I’m not sure the play could possibly succeed at all the things it’s trying to do, and in the end I think it sometimes leans on its structural complexity at the expense of a fully realized emotional landscape. Sometimes, in fact, I think it substitutes sheer busy-ness for narrative momentum, relying on the internet chorus to shove things along. Silverman and the design team, especially set designer Clint Ramos, lean in to the jangly rhythms and the overwhelming abundance of information presented by the digital chorus, creating a space composed of dizzyingly busy surfaces—every surface, including the space’s structural columns, decorated in neon, family photographs, and imagery that evokes Seoul; every new locale in the script unfolding magically out of a wall or the floor, down to an actual running-water river. But amid this sea of information, the gentle, reluctant relationship between Nanhee and Minsung tends to get lost.
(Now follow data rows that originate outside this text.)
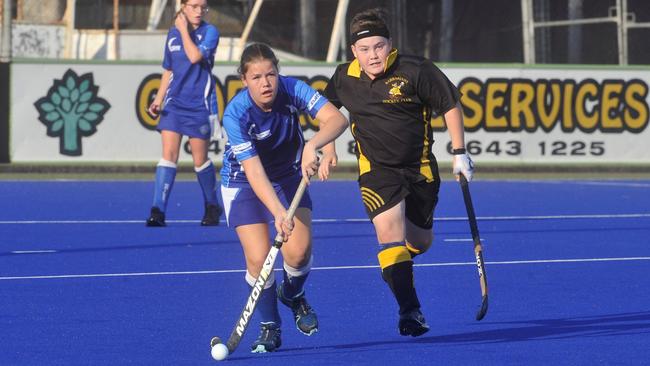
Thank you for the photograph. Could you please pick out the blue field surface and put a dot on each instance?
(84, 282)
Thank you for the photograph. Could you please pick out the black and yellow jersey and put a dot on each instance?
(390, 115)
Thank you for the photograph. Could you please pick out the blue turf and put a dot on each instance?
(565, 313)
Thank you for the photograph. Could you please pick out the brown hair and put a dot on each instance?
(375, 18)
(256, 52)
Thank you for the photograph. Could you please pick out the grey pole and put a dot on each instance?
(5, 52)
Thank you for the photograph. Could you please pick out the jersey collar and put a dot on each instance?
(354, 69)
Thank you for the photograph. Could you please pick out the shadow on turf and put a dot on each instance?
(515, 331)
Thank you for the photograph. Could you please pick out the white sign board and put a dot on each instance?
(512, 114)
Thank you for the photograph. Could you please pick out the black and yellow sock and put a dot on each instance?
(397, 271)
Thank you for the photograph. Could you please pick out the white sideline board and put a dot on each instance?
(513, 114)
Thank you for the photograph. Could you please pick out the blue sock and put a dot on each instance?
(207, 178)
(267, 304)
(165, 176)
(294, 279)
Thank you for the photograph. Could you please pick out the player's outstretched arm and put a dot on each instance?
(462, 163)
(332, 123)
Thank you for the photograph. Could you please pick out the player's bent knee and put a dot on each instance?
(418, 248)
(392, 253)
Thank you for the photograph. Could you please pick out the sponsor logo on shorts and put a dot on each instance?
(238, 149)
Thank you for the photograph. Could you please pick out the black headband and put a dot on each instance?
(369, 32)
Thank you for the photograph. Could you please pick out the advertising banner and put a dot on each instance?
(96, 112)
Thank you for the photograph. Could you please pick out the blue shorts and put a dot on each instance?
(244, 208)
(193, 126)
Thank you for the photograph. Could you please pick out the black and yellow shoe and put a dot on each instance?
(269, 339)
(412, 324)
(156, 218)
(305, 316)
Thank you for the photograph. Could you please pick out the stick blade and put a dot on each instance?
(483, 310)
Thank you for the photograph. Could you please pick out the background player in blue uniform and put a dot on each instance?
(188, 100)
(264, 161)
Which is of course one of the things the play is about; this isn’t a traditional, or even sometimes a romantic, love story until quite late in the game. But neither character fully comes alive on their own terms, either; it’s as if their energy is sapped by the mirrors of their digital avatars, leaving Jue’s portrayal of Nanhee’s imagined father as the most vital life force in the piece. (Which, again, is likely intentional, but a little unsatisfying nonetheless.)
But there’s still so many things to enjoy, ruminate on, appreciate, and startle at. Wild Goose Dreams is worth seeing for its innovative approach to our twenty-first-century identities and its dreamscapes even if it doesn’t catch all the balls it throws into the air.